A Wal-Mart truck driver who collided with a limo in a fatal crash on the New Jersey Turnpike Saturday had not slept for more than 24 hours before the crash. The crash critically injured former Saturday Night Live comedian Tracy Morgan and two others and killed comedian James McNair. Prosecutors filed a criminal complaint against the driver, while Wal-Mart said in a statement it was “profoundly sorry that one of our trucks was involved.” The crash came just days after members of the Senate moved to loosen regulations aimed at preventing truck driver fatigue. Last week, a Senate committee passed a measure to suspend the requirement that truckers take extended breaks after reaching 70 hours on the road over an eight-day period.
In Washington, D.C., students from Woodrow Wilson High School gathered for a counter-rally Monday against the extremist Westboro Baptist Church, which came to protest the school’s celebration of LGBT pride. Last week, the school’s principal, Pete Cahall, came out at a school Pride Day assembly.

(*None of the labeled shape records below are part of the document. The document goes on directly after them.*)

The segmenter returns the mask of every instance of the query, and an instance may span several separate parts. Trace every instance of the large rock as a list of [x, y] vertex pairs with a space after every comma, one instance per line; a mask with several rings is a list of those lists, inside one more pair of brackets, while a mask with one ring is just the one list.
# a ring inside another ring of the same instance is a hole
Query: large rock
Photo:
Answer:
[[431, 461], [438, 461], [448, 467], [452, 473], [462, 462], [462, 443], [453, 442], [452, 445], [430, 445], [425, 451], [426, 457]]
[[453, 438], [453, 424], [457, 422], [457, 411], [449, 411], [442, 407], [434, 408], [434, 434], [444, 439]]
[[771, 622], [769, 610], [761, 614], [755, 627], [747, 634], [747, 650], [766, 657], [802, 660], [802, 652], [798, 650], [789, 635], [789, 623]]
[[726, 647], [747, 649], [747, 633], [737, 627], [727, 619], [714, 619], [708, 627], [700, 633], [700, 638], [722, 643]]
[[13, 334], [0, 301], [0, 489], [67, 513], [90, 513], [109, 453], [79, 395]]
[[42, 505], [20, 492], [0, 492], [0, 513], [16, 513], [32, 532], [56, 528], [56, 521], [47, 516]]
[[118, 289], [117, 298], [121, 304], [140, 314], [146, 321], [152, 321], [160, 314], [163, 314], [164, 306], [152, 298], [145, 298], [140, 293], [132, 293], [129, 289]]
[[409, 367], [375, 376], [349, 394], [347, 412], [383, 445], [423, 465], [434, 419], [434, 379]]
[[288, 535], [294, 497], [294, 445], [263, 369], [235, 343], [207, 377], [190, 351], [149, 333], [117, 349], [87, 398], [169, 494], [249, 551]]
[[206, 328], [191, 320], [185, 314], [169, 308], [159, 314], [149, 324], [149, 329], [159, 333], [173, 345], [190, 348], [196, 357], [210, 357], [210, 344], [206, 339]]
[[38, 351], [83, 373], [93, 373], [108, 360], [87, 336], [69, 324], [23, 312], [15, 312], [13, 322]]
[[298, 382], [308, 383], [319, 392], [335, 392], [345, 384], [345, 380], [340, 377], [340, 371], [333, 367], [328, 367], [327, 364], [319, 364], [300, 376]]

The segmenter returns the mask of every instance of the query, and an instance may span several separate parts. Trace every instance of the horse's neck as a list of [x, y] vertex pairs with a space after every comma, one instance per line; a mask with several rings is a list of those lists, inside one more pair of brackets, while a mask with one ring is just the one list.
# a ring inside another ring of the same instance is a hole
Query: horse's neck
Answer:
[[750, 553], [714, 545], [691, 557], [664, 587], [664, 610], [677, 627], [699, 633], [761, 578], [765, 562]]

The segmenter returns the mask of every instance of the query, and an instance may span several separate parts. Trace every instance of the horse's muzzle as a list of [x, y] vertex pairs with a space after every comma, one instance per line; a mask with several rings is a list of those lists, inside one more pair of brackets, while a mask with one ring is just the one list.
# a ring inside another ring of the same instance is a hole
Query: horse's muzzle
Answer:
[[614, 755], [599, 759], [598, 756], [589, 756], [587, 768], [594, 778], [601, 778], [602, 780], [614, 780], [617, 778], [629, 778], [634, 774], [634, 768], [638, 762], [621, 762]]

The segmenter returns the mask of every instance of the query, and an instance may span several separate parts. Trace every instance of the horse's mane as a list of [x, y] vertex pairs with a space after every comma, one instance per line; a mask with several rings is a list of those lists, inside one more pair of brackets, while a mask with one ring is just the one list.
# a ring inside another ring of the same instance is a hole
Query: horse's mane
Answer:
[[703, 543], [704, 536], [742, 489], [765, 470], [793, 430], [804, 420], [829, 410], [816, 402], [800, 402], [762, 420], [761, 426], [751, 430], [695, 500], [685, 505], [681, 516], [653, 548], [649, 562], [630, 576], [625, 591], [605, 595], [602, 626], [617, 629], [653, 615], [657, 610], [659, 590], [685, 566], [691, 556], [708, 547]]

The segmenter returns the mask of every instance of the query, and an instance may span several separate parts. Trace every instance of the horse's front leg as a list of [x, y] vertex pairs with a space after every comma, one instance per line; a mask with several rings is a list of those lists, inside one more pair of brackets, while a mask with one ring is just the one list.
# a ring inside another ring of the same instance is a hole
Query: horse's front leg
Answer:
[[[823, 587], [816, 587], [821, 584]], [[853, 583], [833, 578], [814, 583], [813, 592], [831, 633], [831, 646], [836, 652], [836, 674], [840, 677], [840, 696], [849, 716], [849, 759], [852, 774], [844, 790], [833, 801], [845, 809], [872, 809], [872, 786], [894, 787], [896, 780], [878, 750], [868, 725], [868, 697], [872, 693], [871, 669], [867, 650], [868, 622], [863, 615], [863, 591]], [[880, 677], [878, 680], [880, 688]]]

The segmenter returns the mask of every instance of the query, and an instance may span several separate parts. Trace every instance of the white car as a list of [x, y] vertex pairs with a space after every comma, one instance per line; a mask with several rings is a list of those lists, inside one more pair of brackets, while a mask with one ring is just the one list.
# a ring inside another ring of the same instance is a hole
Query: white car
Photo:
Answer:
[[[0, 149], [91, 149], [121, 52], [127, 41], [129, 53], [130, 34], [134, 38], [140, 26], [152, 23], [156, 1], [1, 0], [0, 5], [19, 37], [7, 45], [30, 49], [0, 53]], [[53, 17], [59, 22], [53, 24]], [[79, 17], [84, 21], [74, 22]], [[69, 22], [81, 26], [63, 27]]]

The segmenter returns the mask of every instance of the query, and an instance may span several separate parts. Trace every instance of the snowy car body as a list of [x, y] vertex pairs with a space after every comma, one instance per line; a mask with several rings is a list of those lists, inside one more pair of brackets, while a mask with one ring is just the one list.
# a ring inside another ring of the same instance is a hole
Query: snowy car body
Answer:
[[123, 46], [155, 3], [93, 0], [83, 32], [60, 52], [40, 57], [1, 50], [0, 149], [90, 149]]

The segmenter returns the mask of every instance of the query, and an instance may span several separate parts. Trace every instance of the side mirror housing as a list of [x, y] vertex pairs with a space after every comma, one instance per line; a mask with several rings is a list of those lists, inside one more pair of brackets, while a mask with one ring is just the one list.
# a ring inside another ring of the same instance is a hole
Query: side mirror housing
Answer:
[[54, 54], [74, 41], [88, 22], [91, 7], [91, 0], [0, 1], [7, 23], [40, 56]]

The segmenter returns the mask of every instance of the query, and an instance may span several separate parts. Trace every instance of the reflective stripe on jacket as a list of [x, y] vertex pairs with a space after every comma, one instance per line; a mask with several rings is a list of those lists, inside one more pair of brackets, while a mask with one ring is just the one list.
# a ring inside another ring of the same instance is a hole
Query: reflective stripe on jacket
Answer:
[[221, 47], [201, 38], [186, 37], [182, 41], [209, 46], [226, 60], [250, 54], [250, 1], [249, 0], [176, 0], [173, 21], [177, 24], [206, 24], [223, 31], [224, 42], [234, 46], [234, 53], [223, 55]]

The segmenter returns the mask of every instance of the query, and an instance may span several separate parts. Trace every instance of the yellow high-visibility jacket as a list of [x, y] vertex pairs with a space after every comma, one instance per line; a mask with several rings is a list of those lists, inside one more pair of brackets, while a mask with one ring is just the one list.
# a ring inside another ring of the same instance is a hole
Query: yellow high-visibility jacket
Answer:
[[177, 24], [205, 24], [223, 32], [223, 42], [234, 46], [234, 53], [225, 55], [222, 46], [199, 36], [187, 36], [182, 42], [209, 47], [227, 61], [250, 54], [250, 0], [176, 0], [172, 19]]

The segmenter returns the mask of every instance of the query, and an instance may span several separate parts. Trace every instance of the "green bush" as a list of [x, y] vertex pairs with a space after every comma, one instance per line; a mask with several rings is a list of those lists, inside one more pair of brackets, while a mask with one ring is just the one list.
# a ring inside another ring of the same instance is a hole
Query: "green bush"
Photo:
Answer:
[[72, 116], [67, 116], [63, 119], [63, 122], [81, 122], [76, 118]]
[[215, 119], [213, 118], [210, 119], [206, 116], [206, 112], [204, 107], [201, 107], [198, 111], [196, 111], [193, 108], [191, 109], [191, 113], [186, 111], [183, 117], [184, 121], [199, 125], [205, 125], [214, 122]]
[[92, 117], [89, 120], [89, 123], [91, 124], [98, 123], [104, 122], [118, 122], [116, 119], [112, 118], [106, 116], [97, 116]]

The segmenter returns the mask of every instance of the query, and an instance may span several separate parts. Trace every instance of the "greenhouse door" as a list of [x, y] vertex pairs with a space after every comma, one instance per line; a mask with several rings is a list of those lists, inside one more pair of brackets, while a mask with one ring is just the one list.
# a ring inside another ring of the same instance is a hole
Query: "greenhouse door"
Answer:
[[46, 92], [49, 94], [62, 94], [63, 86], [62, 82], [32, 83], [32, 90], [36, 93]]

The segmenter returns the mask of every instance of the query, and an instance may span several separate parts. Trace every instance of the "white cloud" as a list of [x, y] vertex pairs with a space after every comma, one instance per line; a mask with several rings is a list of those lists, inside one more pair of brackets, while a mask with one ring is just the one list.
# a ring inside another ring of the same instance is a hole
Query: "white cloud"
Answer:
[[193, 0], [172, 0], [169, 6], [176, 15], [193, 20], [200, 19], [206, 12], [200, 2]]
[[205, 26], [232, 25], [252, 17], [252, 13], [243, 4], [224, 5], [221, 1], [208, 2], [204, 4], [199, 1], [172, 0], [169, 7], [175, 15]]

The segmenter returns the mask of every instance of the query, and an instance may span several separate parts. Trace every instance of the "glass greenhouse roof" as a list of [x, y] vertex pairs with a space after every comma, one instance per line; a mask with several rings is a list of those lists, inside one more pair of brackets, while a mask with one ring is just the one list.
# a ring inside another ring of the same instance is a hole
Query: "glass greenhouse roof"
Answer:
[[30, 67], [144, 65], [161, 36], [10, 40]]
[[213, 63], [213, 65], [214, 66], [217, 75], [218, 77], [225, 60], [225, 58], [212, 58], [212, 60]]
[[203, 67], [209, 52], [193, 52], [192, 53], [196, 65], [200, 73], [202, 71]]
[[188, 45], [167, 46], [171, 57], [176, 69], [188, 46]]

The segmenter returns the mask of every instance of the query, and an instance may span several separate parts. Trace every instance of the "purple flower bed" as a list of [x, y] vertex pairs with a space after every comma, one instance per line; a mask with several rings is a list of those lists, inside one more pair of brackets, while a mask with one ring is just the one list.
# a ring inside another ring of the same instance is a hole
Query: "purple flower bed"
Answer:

Pete Cahall: “I am a proud gay man that just happens to be the principal of Wilson High School.”
Cahall spoke out while standing alongside D.C. Mayor Vincent Gray. On Monday, hundreds of students and community members gathered to show their support for LGBT equality and to condemn the Westboro Baptist Church members, whom they vastly outnumbered.
Aiden Parisi: “We kind of took it together to kind of be proud of who we are and be happy that what we’re doing is making an impact that obviously this group has to come protest us. … I mean, I hope people learn a lot from this, because you can learn a lot about First Amendment. You can learn about just standing up for your rights.”
Woman: “When hateful people come to my town, I’m going to stand up and be counted.”